Du fait de la diversité des parcours, des attentes et des projets, penser une réponse unique serait « inopérant et inefficace », selon le Secours catholique qui, dans la seconde partie de son rapport, liste des propositions susceptibles d’améliorer la situation de chaque « groupe » répertorié. Les « proactifs » désirent se rendre en Grande-Bretagne pour solliciter l’asile et ont choisi ce pays de destination dès leur départ en ayant pu préparer leur fuite. Ce sont, selon l’association, les personnes les plus imperméables à tout avis, information ou proposition. Elles ne demandent rien d’autre qu’une amélioration de leurs conditions de transit. Aux « réactifs », qui ont dû fuir leur pays dans l’urgence et qui comptent demander l’asile en Grande-Bretagne, le Secours catholique suggère que soit proposée une information de qualité sur les réalités de l’asile en France et outre-Manche, « leur permettant de poser un choix réfléchi et d’élaborer plus sereinement le projet migratoire ». Il est nécessaire, selon l’association, d’améliorer les conditions d’accueil des « intermédiaires » qui souhaitent demander l’asile en France par un accès à la procédure et un délai de traitement plus court, un accès immédiat à un hébergement, un accompagnement de qualité et une baisse des pressions policières.

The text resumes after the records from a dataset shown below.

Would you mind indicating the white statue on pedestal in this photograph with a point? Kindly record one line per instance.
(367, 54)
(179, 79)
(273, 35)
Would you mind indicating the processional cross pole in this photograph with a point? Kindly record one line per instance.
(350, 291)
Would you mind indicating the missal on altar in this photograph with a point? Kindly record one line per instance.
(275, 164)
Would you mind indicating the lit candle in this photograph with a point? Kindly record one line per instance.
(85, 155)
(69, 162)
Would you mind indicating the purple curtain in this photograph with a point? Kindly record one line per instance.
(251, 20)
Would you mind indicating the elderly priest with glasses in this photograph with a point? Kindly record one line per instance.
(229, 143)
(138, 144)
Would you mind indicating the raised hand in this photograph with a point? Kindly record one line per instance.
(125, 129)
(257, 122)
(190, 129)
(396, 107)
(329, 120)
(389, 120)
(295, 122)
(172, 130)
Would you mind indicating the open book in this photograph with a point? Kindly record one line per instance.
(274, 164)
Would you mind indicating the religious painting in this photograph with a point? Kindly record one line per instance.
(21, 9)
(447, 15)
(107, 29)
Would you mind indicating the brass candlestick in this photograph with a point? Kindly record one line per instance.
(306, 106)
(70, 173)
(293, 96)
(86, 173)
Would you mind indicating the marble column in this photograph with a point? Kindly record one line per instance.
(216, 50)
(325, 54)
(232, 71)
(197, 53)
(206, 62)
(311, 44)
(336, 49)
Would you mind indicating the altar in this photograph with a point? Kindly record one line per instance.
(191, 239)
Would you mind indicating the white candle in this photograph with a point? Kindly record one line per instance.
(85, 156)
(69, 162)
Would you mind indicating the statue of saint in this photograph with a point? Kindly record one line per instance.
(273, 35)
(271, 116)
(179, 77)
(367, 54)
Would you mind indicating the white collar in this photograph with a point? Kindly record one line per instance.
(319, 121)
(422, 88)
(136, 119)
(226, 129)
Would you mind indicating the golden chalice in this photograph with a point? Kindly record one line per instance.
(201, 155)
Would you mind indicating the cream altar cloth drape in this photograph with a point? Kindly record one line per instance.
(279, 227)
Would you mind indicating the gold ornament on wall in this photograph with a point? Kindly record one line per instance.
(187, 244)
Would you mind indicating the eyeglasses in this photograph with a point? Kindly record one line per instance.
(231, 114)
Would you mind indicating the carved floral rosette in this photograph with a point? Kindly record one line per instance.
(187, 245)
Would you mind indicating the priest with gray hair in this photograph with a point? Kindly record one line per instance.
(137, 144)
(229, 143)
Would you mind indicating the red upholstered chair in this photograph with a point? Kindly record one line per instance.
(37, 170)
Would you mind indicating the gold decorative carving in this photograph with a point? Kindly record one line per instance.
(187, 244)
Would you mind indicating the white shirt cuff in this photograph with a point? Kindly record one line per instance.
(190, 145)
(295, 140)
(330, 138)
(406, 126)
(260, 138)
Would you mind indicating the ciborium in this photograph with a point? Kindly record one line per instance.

Le Secours catholique estime que les propositions à faire au groupe d’exilés qui veut passer en Grande-Bretagne sans y demander l’asile – pour des raisons diverses – sont limitées : leur indiquer les réalités et les conditions de vie et de travail tant au Royaume-Uni qu’en France, et éventuellement sur d’autres possibilités de séjour en France. Enfin, pour le groupe des « perdus », dont le projet actuel est différent de celui qu’ils avaient en arrivant à Calais (retour au pays, résignation à rester sans-papiers, hésitations), il préconise de les informer sur les titres de séjour possibles sur le territoire français.

Pour l’ensemble des exilés, le Secours catholique recommande de réformer en profondeur le règlement de Dublin, « car beaucoup seraient éventuellement prêts à déposer une demande d’asile en France mais ne souhaitent pas le faire de crainte d’être renvoyés en Italie ou dans un autre pays de l’Union », ce qui va « à l’encontre de l’intérêt des réfugiés mais aussi à l’encontre de l’ordre et de la santé publics ».

Notes

(1) « “Je ne savais même pas où allait notre barque” – Paroles d’exilés à Calais » – Secours catholique – Caritas France du Pas-de-Calais – Disponible sur www. secours-catholique.org.

(2) Voir ASH n° 2874 du 12-09-14, p. 14.

(3) Voir ASH n° 2815 du 21-06-13, p. 40.

(4) Voir ASH n° 2882 du 7-11-14, p. 13.